Buiten de toepassing van de staatssteunregels van het EU-Werkingsverdrag valt de uitoefening van (taken van) openbaar gezag, zoals bijvoorbeeld door het leger of de politie, of bij luchtverkeerscontrole, maritieme veiligheid, milieu-inspectie, openbare infrastructuur of basistaken van de overheid. Over de uitvoering van taken van openbaar gezag kan per EU-lidstaat discussie ontstaan, omdat een lidstaat kan besluiten om bepaalde (overheids)taken aan de markt over te laten (zaak
C-159/91 en 160/91 Poucet Pistre). Ook kan bijvoorbeeld door politieke keuzes of als gevolg van economische ontwikkelingen de classificatie van bepaalde diensten als ‘van economische aard’ veranderen. Daarnaast kan van belang zijn dat ook (overheids)ondernemingen (bijvoorbeeld een overheidsstichting of een (semi-) publieke onderzoeksinstelling) economische activiteiten kunnen verrichten en dus voor de uitvoering van specifieke activiteiten wel als onderneming kunnen kwalificeren, daar waar zij handelen in de uitvoering van overheidsprerogatieven ze geen onderneming zijn.
Voor zover een overheidsinstantie een economische activiteit verricht die van de uitoefening van haar openbaar gezag-bevoegdheden kan worden losgekoppeld, handelt die instantie bij uitvoering van deze activiteit als onderneming. Indien die economische activiteit echter niet van de uitoefening van openbaar gezag-bevoegdheden kan worden gescheiden, hangen alle door die instantie verrichte activiteiten samen met de uitoefening van deze bevoegdheden en vallen ze niet onder het begrip onderneming (zaak
C-138/11 Compass-Datenbank en C-113/07 P SELEX).

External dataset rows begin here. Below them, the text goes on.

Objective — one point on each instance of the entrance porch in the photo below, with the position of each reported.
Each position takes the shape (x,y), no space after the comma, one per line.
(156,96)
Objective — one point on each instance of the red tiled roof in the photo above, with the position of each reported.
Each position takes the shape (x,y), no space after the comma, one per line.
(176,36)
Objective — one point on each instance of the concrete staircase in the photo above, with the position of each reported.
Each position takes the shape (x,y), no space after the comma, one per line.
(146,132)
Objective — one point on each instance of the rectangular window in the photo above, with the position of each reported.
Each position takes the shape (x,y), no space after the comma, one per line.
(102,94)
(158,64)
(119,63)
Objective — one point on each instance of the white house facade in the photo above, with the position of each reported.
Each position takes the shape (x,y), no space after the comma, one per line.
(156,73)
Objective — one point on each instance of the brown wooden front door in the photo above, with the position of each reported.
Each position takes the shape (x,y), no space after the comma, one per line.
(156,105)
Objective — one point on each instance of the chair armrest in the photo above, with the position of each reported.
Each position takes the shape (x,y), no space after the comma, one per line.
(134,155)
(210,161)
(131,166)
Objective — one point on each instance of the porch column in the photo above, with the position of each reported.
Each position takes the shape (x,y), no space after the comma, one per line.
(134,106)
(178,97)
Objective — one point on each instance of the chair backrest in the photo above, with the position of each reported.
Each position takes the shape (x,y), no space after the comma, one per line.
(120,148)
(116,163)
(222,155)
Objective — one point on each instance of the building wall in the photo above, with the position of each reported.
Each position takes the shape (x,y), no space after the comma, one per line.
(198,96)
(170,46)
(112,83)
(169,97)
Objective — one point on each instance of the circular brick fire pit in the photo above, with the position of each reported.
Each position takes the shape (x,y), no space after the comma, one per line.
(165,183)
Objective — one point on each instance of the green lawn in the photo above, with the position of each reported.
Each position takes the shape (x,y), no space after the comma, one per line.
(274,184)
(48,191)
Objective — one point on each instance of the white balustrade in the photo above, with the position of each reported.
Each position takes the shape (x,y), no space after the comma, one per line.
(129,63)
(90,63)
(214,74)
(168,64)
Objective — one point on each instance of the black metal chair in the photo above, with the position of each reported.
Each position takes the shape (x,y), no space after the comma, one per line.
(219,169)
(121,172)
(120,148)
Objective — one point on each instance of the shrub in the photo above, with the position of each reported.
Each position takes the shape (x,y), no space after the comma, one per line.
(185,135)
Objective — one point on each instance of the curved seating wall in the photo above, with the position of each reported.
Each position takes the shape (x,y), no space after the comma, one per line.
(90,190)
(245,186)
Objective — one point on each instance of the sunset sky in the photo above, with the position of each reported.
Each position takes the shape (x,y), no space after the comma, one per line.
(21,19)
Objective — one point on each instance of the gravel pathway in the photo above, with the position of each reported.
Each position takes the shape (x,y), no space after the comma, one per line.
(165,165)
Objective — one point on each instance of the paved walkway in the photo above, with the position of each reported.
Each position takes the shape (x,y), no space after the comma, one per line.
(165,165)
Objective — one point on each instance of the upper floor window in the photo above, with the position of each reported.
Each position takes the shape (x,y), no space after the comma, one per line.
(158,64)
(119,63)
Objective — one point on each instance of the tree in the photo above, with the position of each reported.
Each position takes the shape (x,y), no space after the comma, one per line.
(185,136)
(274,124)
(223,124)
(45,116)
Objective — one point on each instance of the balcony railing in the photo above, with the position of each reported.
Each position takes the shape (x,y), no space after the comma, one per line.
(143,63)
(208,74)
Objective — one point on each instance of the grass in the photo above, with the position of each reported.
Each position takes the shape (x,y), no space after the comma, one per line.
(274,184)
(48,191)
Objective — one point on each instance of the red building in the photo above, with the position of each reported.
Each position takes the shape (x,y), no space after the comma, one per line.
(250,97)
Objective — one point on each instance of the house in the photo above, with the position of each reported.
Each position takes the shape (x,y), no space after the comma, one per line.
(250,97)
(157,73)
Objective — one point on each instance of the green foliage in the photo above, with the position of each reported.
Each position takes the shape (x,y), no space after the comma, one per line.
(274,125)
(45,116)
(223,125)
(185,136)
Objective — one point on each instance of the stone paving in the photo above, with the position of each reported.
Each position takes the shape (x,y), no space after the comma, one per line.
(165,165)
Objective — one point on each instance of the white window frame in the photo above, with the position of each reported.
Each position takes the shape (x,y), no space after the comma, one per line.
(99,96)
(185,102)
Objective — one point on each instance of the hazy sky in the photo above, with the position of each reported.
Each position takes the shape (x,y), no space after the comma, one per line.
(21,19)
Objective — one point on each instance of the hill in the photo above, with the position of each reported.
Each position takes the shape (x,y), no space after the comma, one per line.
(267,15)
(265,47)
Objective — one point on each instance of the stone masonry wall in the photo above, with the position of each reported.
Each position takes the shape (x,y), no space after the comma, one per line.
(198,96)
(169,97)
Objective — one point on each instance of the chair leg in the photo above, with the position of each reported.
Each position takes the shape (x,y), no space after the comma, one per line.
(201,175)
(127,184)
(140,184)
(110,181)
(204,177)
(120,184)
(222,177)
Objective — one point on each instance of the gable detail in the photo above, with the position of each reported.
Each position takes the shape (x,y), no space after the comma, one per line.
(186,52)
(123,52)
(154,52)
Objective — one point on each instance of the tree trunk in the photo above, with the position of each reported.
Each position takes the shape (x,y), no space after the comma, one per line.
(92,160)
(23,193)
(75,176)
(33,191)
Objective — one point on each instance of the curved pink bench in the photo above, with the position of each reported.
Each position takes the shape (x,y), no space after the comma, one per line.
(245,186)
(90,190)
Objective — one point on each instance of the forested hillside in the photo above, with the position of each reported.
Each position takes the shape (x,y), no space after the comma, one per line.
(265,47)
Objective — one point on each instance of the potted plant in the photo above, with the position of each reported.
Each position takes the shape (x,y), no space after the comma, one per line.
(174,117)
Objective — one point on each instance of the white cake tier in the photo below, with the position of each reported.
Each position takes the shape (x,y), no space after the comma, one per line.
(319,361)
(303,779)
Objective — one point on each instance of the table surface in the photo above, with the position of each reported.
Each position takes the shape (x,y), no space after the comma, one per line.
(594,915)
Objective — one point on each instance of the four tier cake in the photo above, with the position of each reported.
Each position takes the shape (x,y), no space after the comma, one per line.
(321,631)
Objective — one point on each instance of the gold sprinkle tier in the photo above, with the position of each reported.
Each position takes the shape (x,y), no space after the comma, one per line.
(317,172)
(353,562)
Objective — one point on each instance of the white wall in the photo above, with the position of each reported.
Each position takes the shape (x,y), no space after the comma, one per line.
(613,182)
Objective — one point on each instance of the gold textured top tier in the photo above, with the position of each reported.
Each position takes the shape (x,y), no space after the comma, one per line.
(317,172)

Volgens het EU-Hof in zaak C-614/21 (Lux Express Estonia) ziet het begrip openbare dienstverplichting ook op ingevolge nationale wetgeving verplichte dienstverlening die gratis moet worden verricht zonder overheidscompensatie te ontvangen (zie ook dit ECER-bericht).
In zaak
C-164/21 en C-318/21 (Stockholm School of Economics) bepaalde het EU-Hof dat een entiteit die inkomsten merendeels uit economische activiteiten haalt, staatssteunrechtelijk als onderzoeks- en kennisorganisatie in de zin van de AGVV kan worden beschouwd indien het hoofddoel onafhankelijk onderzoek betreft (zie ook dit ECER-bericht).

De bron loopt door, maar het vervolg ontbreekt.